Increased Frequency of the S-allele of the L-myc Oncogene in Breast Cancer
Association between restriction fragment length polymorphisms (RFLP) of known oncogenes and a predisposition to develop cancer have been postulated. The L-myc gene is a potential molecular marker associated with cancer susceptibility as well as metastasis, prognosis, and adverse survival. Our aim was to test the hypothesis that there was an association between L-myc S allele in breast cancer and a predisposition to the disease.
Materials and Methods
The distribution of L-myc polymorphism in 56 patients with breast cancer was determined by polymerase chain reaction-based restriction fragment length polymorphism and compared with that of 51 healthy control subjects.

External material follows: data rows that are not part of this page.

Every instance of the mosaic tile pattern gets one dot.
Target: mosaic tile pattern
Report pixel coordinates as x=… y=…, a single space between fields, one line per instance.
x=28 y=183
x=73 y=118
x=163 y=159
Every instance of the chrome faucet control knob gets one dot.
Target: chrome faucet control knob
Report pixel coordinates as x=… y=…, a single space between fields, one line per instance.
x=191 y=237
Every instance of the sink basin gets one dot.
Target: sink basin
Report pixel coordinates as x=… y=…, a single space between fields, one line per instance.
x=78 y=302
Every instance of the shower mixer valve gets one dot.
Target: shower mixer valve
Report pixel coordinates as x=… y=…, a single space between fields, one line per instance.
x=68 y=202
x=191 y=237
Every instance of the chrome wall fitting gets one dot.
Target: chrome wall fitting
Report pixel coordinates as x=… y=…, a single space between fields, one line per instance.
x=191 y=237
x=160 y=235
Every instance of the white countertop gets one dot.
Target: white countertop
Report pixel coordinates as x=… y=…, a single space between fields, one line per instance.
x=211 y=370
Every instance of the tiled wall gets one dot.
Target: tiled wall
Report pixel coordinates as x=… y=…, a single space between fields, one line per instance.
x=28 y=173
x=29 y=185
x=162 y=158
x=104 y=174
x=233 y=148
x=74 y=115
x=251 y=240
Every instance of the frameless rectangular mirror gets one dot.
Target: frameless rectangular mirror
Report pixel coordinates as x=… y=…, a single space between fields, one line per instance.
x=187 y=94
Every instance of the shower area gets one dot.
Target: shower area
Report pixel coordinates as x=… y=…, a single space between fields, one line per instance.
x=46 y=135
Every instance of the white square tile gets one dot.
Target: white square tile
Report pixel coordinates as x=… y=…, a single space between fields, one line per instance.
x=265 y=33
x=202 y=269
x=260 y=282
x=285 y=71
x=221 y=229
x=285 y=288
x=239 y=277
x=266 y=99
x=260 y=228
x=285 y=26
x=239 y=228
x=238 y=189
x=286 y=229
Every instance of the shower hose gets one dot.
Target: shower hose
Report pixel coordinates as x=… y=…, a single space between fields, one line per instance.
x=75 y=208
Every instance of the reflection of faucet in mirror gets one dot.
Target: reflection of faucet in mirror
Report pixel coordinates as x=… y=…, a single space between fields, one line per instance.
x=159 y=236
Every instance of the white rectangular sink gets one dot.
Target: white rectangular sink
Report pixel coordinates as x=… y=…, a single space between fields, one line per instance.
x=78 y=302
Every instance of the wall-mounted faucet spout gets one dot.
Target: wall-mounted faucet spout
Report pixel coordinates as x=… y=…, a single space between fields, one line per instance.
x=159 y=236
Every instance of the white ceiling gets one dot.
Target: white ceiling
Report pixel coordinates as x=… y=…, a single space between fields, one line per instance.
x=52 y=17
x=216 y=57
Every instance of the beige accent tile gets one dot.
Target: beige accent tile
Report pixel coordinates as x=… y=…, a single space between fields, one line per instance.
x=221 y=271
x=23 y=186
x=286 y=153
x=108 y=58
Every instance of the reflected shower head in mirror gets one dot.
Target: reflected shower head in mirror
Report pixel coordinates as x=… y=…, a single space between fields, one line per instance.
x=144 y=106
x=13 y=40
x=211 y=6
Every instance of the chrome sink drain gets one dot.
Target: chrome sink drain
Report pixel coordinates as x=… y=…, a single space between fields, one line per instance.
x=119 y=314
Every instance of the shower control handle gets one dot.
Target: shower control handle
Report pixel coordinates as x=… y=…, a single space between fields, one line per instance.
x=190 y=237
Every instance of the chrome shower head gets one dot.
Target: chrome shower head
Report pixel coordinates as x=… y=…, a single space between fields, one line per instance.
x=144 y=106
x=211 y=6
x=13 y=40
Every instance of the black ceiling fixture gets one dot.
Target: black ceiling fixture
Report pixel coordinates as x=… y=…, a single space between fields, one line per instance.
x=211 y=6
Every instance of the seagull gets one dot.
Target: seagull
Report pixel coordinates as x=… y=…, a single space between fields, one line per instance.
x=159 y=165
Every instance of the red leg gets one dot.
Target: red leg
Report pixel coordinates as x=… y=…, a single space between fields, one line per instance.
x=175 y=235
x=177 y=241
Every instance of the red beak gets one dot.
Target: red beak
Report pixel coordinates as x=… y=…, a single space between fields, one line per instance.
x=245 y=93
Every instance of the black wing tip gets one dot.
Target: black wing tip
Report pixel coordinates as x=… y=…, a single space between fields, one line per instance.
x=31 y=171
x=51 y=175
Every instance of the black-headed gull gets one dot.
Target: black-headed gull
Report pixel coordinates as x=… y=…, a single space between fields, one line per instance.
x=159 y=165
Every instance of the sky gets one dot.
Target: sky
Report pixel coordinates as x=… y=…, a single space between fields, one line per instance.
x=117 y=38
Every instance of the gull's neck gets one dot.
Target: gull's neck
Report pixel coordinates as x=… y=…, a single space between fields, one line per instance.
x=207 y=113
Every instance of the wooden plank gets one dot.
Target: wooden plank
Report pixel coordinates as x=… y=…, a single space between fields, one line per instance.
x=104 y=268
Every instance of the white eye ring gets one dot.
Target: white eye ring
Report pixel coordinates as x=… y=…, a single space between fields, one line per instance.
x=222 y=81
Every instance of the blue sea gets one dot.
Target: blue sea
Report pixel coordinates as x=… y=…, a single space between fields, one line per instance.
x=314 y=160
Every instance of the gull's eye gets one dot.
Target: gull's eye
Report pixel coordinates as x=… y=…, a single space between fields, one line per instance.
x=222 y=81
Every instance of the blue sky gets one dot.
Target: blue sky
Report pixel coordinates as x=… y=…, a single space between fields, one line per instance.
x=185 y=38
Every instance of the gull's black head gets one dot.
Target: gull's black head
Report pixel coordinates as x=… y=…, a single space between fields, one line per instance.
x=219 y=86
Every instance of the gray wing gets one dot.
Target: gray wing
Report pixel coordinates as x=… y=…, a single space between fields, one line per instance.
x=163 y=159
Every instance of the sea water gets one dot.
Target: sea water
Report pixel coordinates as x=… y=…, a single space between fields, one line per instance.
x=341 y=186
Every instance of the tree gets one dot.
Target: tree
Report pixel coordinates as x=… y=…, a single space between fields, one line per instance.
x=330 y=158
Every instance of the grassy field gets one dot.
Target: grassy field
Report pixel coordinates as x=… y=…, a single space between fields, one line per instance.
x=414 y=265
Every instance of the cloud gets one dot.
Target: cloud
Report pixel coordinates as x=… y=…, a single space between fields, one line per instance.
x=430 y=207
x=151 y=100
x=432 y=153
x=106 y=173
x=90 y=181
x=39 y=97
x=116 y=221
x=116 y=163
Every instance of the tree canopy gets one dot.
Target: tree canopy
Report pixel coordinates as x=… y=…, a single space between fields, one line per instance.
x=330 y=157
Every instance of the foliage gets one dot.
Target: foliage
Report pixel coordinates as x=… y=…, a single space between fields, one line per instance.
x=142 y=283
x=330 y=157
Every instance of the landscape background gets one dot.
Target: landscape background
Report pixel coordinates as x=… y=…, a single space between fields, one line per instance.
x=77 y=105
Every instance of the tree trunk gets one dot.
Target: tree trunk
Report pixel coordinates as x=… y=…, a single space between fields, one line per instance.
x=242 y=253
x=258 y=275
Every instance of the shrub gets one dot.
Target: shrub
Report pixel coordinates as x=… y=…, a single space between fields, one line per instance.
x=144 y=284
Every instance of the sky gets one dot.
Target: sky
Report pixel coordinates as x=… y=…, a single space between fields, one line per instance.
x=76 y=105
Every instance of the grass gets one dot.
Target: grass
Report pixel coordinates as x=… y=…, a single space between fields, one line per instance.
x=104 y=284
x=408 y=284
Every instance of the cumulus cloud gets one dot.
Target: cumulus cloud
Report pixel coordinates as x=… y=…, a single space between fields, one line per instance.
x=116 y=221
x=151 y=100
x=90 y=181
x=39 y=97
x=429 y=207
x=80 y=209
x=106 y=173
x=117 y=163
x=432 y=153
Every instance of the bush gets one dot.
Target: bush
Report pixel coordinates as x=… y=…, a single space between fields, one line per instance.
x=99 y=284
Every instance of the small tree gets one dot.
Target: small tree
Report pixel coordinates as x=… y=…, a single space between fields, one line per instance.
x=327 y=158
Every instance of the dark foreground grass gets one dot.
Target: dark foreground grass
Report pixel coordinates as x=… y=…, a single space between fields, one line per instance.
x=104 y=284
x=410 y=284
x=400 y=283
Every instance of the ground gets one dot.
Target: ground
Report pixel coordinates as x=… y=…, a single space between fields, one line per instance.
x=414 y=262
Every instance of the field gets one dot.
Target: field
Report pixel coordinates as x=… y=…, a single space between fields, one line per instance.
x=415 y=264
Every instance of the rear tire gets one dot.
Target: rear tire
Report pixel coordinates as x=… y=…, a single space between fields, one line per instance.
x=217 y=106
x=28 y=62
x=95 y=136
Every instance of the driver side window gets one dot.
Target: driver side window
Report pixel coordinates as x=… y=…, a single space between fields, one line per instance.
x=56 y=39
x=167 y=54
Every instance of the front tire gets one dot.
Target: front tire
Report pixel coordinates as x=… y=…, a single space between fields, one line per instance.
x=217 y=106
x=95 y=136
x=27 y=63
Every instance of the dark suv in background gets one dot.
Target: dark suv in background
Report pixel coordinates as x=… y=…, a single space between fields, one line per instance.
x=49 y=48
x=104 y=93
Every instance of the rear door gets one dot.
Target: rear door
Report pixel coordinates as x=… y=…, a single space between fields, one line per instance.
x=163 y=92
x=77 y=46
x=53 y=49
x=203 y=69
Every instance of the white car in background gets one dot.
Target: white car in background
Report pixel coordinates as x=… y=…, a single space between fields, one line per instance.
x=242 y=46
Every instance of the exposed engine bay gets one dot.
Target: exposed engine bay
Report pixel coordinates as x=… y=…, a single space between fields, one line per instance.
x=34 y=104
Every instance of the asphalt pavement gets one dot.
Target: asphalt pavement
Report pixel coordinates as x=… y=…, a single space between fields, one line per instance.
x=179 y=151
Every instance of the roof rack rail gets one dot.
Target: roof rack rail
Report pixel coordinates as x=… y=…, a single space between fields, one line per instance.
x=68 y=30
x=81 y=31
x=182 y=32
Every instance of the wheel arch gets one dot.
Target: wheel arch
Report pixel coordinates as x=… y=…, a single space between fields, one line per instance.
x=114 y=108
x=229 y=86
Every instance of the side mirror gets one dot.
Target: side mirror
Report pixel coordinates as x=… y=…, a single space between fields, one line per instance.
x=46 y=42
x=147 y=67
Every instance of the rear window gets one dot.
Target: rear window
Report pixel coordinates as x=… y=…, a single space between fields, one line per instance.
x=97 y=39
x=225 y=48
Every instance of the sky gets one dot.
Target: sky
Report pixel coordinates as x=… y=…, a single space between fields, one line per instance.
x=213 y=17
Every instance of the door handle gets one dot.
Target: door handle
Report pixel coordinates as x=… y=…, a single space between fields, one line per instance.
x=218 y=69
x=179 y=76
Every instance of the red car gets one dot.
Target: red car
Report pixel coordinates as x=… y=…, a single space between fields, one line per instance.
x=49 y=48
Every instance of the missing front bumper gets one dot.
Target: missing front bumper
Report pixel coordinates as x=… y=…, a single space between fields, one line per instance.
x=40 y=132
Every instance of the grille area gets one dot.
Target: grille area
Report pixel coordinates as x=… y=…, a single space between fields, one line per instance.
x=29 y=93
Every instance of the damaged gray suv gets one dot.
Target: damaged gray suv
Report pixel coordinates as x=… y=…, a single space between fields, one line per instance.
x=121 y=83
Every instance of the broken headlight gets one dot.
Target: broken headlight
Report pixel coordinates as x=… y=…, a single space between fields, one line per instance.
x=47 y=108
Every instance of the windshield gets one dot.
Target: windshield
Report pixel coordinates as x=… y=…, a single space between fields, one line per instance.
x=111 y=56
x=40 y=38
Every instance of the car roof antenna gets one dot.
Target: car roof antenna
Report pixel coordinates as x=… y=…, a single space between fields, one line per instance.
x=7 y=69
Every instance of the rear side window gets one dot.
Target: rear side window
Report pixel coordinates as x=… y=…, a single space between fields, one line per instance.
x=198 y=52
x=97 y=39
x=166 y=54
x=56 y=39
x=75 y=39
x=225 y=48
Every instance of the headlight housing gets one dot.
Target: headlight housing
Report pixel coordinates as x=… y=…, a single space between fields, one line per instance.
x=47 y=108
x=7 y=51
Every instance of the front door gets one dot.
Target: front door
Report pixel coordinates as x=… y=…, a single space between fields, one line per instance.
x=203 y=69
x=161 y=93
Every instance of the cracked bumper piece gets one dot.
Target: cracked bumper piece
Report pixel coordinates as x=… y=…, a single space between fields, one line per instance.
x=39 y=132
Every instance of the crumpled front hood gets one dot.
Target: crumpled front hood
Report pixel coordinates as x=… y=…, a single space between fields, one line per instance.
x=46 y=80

The allele frequencies of L and S in breast cancer patients were 0.70 and 0.30, respectively and those in normal individuals were 0.54 and 0.46, respectively. This difference was primarily the result of a high frequency of the S allele among breast cancer patients compared to controls. The frequency of S allele was significantly higher in breast cancer patients than in normal individuals (p < 0.01). No correlation was observed between the presence of L-myc S allele and several parameters of each patient’s history or characteristics of tumor.
Our results suggested that L-myc polymorphism may be significant in an individual’s susceptibility to breast cancer in Turkey and may be useful for identifying patients at high risk of developing breast cancer.
This study was supported by a grant from the University of Istanbul, Research Foundation (project 1561/16012001).